# Negril.com Message Board Forums > South Coast Message Board >  Urgent Plea, Looking for Collin from Bread Nut Walk

## PootoosinNCUSA

I am trying to find anyone who has seen/heard from or about my beloved friend of more than 15 years, who seems to have vanished.
His name is Collin Thompson. He is a slight frame Natty with locks to the ground; a woodcarver from Bread Nut Walk in St. E. He lived in Negril for years, but returned to BNWalk early this year. He was traveling regularly to the South Coast to sell his crafts.
For more than a decade we have communicated several times a week. Our last convo was over 4 months ago, and we signed off with a promise to speak again on the weekend.
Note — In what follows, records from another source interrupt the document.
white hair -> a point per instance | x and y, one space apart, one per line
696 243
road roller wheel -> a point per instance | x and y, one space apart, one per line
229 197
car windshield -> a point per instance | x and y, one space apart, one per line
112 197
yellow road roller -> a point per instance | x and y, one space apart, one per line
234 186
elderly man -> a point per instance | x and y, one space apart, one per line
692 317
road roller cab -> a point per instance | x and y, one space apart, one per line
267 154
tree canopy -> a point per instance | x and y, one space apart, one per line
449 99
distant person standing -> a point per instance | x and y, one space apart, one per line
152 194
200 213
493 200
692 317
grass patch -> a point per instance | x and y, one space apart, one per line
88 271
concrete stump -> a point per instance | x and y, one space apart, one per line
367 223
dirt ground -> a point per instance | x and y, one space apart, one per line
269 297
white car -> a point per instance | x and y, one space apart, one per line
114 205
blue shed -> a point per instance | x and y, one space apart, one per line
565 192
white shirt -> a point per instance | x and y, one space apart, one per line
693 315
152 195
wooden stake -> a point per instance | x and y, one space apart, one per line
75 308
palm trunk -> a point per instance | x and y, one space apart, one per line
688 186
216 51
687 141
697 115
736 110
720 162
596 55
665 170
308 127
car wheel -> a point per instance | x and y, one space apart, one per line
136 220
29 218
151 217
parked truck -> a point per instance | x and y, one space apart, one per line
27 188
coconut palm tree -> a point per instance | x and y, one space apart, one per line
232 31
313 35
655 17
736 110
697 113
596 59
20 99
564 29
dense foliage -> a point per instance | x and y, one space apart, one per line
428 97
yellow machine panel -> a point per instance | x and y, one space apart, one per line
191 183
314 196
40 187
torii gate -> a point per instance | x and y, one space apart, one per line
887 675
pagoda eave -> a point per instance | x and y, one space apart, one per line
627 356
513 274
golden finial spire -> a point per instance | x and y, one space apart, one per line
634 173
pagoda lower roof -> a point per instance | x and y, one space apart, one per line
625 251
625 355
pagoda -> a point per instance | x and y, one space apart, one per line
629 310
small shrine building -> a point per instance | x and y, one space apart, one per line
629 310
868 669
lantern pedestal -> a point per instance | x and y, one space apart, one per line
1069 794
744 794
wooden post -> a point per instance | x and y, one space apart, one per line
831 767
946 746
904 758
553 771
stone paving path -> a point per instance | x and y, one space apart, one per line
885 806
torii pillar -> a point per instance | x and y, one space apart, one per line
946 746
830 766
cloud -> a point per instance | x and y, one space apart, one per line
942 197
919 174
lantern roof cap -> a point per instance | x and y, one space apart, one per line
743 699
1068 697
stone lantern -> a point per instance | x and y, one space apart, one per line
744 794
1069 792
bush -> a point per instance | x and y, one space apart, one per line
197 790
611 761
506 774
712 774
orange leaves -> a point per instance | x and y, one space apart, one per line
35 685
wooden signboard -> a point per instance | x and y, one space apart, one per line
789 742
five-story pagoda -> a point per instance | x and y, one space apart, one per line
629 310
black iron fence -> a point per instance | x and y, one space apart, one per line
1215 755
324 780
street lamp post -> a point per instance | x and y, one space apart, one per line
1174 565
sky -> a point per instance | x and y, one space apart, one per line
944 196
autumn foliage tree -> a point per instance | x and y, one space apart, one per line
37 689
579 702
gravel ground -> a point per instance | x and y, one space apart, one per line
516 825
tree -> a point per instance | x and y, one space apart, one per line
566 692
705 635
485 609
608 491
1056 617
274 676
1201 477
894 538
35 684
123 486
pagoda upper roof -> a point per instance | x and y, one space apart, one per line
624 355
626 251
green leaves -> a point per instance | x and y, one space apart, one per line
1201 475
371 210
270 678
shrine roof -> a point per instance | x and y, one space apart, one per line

I have never heard from him since, and I can't find anyone who has any report on his well-being or whereabouts.
This is such an unusual development, I have grown gravely concerned.
If anyone even knows someone in Bread Nut Walk, I can't express my gratitude enough if someone could inquire.
Blessings and heartfelt thanks, in advance, for any information.
Kim
Asheville, NC

----------


## Jim-Donna

I will be PRAYING that you hear from your friend.

----------


## PootoosinNCUSA

Thanks you Jim/Donna~  I love your signature, and it explains how I feel about Collin.  We have had a love affair for nearly 20 years, and he calls me 2-3 times week like clockwork.  Our last convo included the usual sign off of "talk to you again on..."  That was over 4 months ago, and I'm still praying.
Your prayers are welcomed and greatly appreciated.  Should you come across ANYONE who can contact him, please pass along my number (828)290-0210.  It is possible his phone was lost/stolen and he has no way to call me.
One love.  Blessings,
Kim

----------